China and Mexico are the largest consumers of horse meat, which she described as "very dark red, a combination between beef and elk."
She cited the National Agricultural Statistic Service that puts China at the top of the list of horse meat for human consumption.
Keynote speaker Charlie Stenholm, a former Texas congressman, advised attendees at the summit that they need to be diplomatic in their push to lift the ban on funding horse carcass inspectors at meat processing plants because "it's not easy being a spokesperson for the horse slaughter industry. It's not a pleasant subject."
Nevertheless, Stenholm said, "those who want to make horses pets instead of livestock, be careful.
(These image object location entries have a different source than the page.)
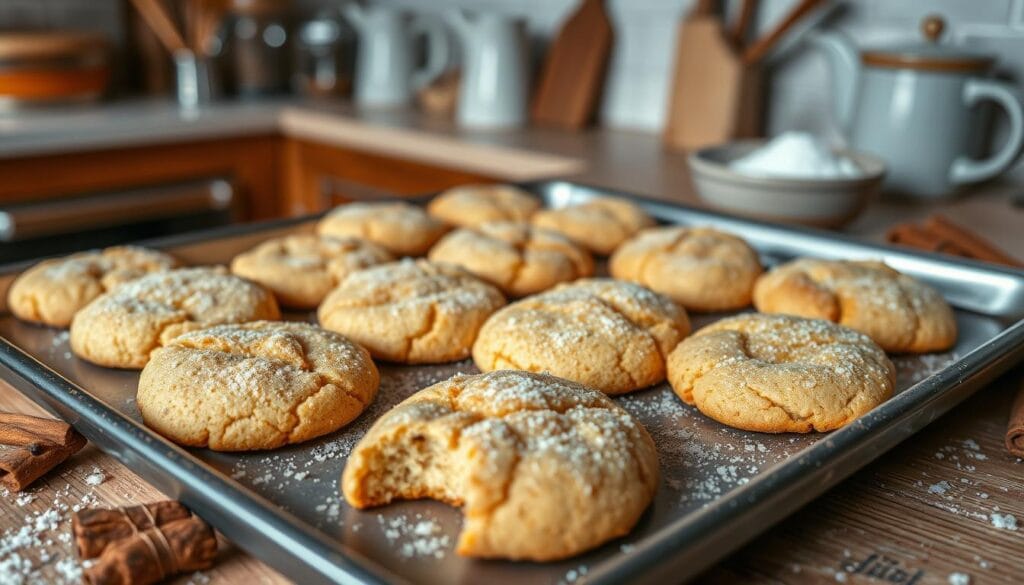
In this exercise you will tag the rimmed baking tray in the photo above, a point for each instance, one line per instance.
(720, 487)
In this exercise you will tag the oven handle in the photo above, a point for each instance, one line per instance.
(66, 216)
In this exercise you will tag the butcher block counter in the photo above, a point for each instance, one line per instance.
(946, 506)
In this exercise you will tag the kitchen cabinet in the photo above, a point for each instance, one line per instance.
(318, 176)
(272, 176)
(251, 164)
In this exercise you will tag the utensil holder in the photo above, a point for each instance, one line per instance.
(197, 83)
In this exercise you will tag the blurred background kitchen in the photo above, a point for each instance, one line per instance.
(124, 119)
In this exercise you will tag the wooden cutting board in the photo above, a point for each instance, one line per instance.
(573, 70)
(715, 97)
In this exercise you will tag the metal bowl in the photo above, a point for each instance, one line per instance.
(821, 203)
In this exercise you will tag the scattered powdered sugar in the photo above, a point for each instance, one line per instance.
(1004, 521)
(40, 550)
(573, 575)
(25, 499)
(910, 370)
(95, 477)
(417, 537)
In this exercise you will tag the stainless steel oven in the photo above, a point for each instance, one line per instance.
(33, 228)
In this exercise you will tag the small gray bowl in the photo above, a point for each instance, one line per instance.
(821, 203)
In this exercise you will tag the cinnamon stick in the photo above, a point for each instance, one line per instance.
(914, 237)
(156, 553)
(31, 446)
(1015, 429)
(96, 529)
(975, 245)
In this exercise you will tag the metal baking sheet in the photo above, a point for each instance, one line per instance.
(720, 487)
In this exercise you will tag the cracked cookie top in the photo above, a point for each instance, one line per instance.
(52, 291)
(257, 385)
(515, 256)
(119, 329)
(401, 228)
(300, 269)
(544, 468)
(700, 268)
(776, 373)
(471, 205)
(607, 334)
(899, 312)
(599, 224)
(413, 311)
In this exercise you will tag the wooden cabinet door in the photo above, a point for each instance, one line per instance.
(320, 176)
(250, 163)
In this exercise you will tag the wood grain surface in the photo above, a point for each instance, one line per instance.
(897, 509)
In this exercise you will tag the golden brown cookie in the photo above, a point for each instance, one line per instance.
(300, 269)
(700, 268)
(606, 334)
(776, 373)
(515, 256)
(600, 224)
(542, 467)
(414, 311)
(258, 385)
(471, 205)
(119, 329)
(52, 291)
(899, 312)
(401, 228)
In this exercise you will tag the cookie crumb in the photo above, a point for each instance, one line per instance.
(1004, 521)
(95, 477)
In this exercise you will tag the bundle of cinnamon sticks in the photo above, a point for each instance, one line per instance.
(938, 234)
(140, 545)
(31, 446)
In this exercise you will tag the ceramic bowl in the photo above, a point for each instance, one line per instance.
(821, 203)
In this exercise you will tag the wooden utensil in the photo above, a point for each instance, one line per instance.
(573, 71)
(737, 33)
(158, 19)
(765, 43)
(715, 98)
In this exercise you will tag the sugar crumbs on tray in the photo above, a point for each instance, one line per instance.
(416, 537)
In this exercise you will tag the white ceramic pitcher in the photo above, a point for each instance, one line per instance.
(914, 106)
(385, 70)
(495, 72)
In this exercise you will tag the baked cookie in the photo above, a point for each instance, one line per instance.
(119, 329)
(543, 468)
(401, 228)
(300, 269)
(515, 256)
(776, 373)
(52, 291)
(471, 205)
(606, 334)
(899, 312)
(414, 311)
(600, 224)
(700, 268)
(257, 385)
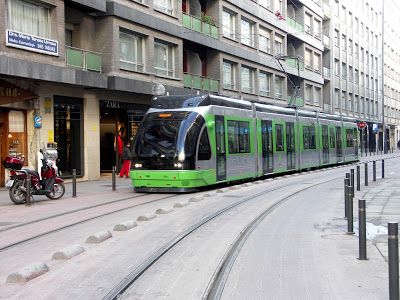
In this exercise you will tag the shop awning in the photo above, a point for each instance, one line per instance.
(11, 93)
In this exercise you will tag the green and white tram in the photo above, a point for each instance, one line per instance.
(185, 142)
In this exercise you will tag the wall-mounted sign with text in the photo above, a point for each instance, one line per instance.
(31, 42)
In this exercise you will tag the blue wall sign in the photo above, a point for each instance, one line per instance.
(38, 121)
(31, 42)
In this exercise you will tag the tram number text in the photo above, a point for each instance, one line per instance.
(112, 104)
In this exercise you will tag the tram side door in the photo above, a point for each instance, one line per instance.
(339, 152)
(325, 144)
(267, 147)
(221, 151)
(290, 145)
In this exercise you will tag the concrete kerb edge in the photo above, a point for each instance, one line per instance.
(68, 252)
(30, 272)
(99, 237)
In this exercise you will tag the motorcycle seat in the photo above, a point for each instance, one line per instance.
(34, 173)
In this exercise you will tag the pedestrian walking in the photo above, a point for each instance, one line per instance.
(126, 158)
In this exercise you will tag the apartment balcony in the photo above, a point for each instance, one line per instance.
(83, 59)
(203, 25)
(200, 83)
(294, 24)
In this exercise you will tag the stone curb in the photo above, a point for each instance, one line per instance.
(99, 237)
(147, 217)
(182, 203)
(196, 199)
(125, 226)
(164, 210)
(68, 252)
(32, 271)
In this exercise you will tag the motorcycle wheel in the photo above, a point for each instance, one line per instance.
(17, 195)
(57, 192)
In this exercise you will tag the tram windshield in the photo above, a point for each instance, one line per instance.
(168, 135)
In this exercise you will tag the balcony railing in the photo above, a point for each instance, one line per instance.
(198, 25)
(200, 83)
(83, 59)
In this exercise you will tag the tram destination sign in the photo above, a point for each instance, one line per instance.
(31, 42)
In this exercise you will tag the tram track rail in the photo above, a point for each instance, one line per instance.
(12, 245)
(218, 281)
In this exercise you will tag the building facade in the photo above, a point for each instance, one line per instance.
(75, 73)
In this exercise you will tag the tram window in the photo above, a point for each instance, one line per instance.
(238, 137)
(332, 138)
(309, 138)
(204, 147)
(279, 137)
(349, 138)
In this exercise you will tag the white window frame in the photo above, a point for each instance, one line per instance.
(229, 24)
(165, 6)
(247, 80)
(132, 61)
(229, 75)
(169, 69)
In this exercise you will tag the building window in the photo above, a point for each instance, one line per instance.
(308, 94)
(131, 52)
(163, 59)
(164, 6)
(229, 76)
(247, 33)
(278, 87)
(265, 40)
(229, 24)
(29, 18)
(265, 84)
(247, 80)
(278, 44)
(318, 96)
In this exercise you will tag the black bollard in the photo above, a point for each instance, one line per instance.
(349, 211)
(374, 170)
(113, 179)
(352, 182)
(73, 183)
(393, 247)
(28, 189)
(362, 225)
(346, 184)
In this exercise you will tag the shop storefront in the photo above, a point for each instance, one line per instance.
(117, 118)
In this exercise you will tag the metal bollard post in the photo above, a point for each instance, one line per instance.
(346, 184)
(393, 247)
(362, 225)
(374, 170)
(28, 190)
(349, 211)
(113, 179)
(352, 182)
(73, 183)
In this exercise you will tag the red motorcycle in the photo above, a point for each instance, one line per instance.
(50, 185)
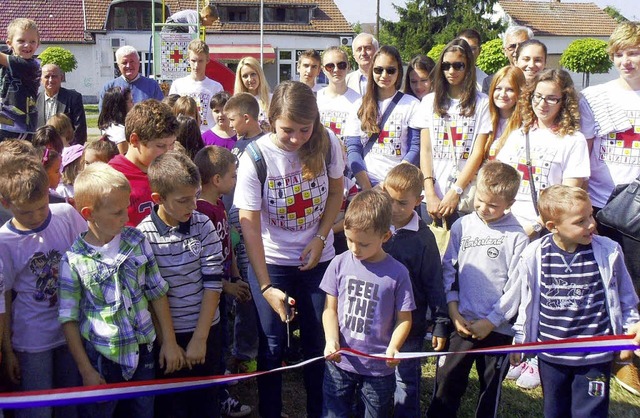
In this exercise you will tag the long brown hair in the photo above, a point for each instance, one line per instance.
(442, 101)
(516, 78)
(295, 101)
(369, 112)
(568, 119)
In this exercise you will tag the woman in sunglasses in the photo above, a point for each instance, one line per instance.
(549, 149)
(456, 124)
(336, 100)
(381, 133)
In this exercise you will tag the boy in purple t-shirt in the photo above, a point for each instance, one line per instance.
(364, 286)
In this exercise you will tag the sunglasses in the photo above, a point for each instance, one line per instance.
(458, 66)
(389, 70)
(342, 65)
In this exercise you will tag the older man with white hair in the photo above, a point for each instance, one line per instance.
(141, 87)
(364, 47)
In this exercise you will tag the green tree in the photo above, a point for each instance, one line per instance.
(435, 51)
(424, 23)
(492, 57)
(586, 56)
(63, 58)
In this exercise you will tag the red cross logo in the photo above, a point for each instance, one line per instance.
(334, 127)
(176, 56)
(628, 138)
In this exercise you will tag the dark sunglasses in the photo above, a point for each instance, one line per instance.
(342, 65)
(389, 70)
(458, 66)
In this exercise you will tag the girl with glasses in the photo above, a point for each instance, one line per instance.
(250, 78)
(550, 139)
(336, 100)
(456, 124)
(381, 133)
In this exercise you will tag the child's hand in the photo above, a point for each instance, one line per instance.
(330, 351)
(12, 367)
(239, 290)
(635, 330)
(391, 353)
(171, 355)
(93, 378)
(515, 359)
(438, 343)
(481, 328)
(311, 254)
(196, 350)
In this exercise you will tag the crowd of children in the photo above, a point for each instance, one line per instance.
(136, 256)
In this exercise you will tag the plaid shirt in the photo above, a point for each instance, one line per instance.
(110, 301)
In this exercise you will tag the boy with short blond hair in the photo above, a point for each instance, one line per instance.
(116, 347)
(197, 85)
(368, 308)
(574, 284)
(19, 80)
(190, 255)
(32, 243)
(150, 129)
(482, 292)
(412, 243)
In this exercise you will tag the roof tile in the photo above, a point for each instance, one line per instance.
(554, 18)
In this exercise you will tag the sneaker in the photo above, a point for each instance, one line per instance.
(627, 375)
(515, 371)
(232, 407)
(530, 376)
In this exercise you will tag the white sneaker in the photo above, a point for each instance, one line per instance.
(515, 371)
(530, 376)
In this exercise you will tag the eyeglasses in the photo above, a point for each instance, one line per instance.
(342, 65)
(389, 70)
(551, 101)
(512, 47)
(457, 66)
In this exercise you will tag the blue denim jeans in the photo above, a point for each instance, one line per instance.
(408, 373)
(141, 407)
(303, 286)
(49, 369)
(340, 391)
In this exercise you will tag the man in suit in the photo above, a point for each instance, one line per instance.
(56, 99)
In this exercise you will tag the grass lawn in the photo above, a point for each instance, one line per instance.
(515, 402)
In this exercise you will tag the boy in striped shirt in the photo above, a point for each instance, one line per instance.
(575, 284)
(189, 254)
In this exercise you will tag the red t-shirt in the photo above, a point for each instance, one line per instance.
(140, 203)
(218, 216)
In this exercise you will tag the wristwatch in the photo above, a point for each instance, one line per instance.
(322, 238)
(536, 227)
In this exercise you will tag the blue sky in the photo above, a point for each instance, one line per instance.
(354, 11)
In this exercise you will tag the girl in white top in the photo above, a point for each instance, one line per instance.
(250, 79)
(558, 151)
(116, 103)
(336, 101)
(457, 109)
(398, 140)
(506, 116)
(286, 223)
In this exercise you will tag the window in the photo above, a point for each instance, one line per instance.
(274, 14)
(132, 15)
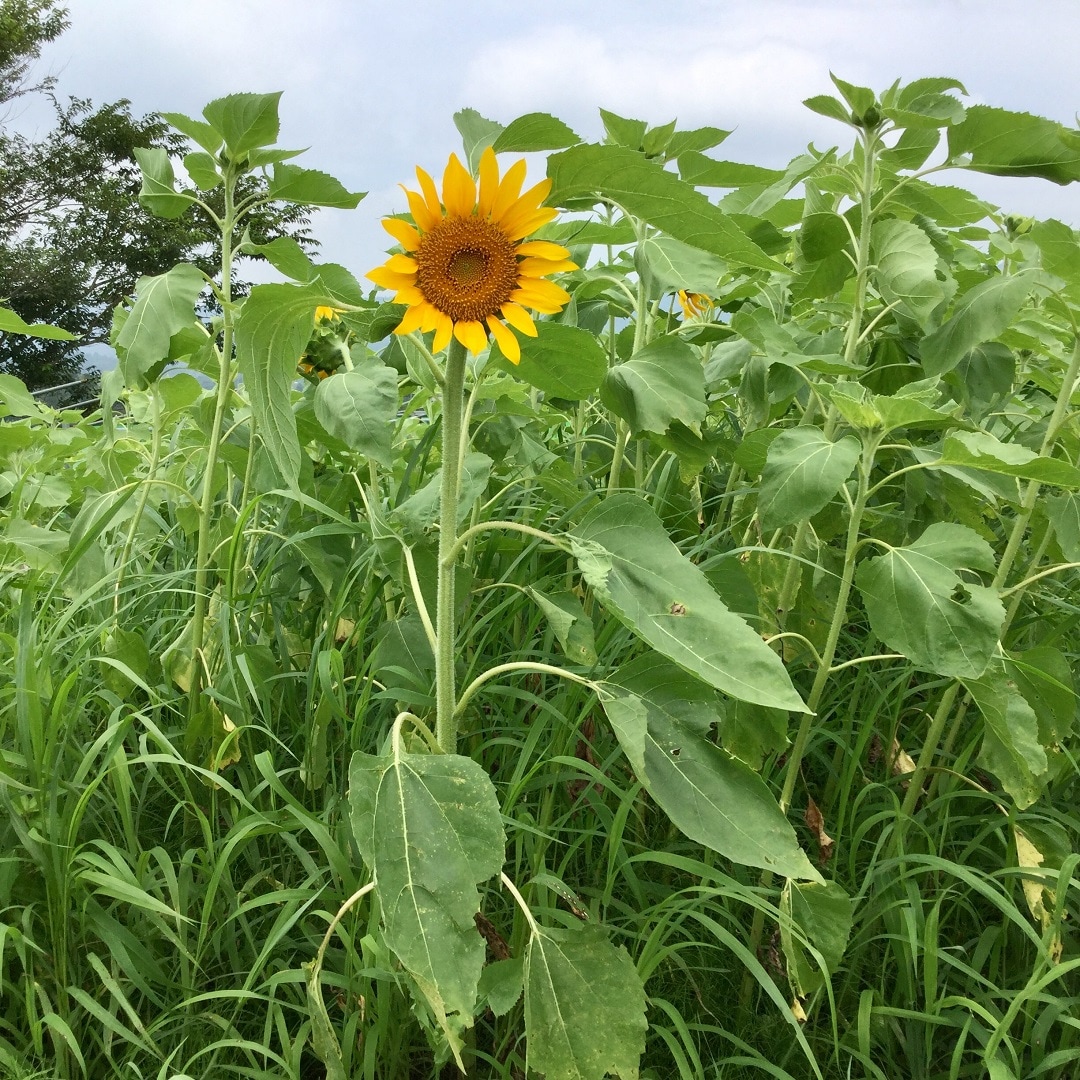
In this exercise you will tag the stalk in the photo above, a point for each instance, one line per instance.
(206, 502)
(446, 730)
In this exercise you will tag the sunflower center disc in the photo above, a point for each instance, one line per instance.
(467, 268)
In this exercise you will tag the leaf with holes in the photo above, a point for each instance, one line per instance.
(430, 829)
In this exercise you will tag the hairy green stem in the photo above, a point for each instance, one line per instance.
(220, 404)
(454, 380)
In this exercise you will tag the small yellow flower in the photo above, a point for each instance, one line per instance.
(468, 270)
(693, 305)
You might get what you ask for. Pets are not tax deductible."
The preamble to any bill to lift the horse slaughterhouse ban should include words such as it "gives horses the best chance of living a humane life from birth to death."
Before one session Tuesday, Bennie "BlueThunder" LeBeau, an "earth healer" of the Eastern Shoshone Nation, pounded a drum and sang a prayer to offer respect for every living thing to exist in harmony with nature's laws.
On that panel, Katherine Minthorn Good Luck of the Pendleton, Ore., Intertribal Agriculture Agency described how horses that have been released on tribal lands are ruining the ranges for all wildlife.
"The problem we have on reservations is nationwide, not just in the Northwest," she said.
She linked the problem to rising hay prices, which results in the public abandoning horses on reservation lands.
The Yakama Nation in Washington has more than 12,000 horses in a confined area. "The problems they're encountering is devastation of the land," she said.
In a telephone interview, Ginger Kathrens, volunteer executive director of the Cloud Foundation, a Colorado-based nonprofit group dedicated to the preservation of wild horses and burros on public lands, said claims made at the forum were "insanely blown out of proportion."
"You would think there are millions of wild horses roaming the West," she said. "It's pathetic how small the herds are, how underpopulated they are."
By comparison, Kathrens said, there are on average 7,700 cattle on 1.3 million acres in Nevada's Antelope Valley where the BLM allows only 407 wild horses on that range.
"That's the statistic that's common to all their management. The pie is so slender for wild horses," she said.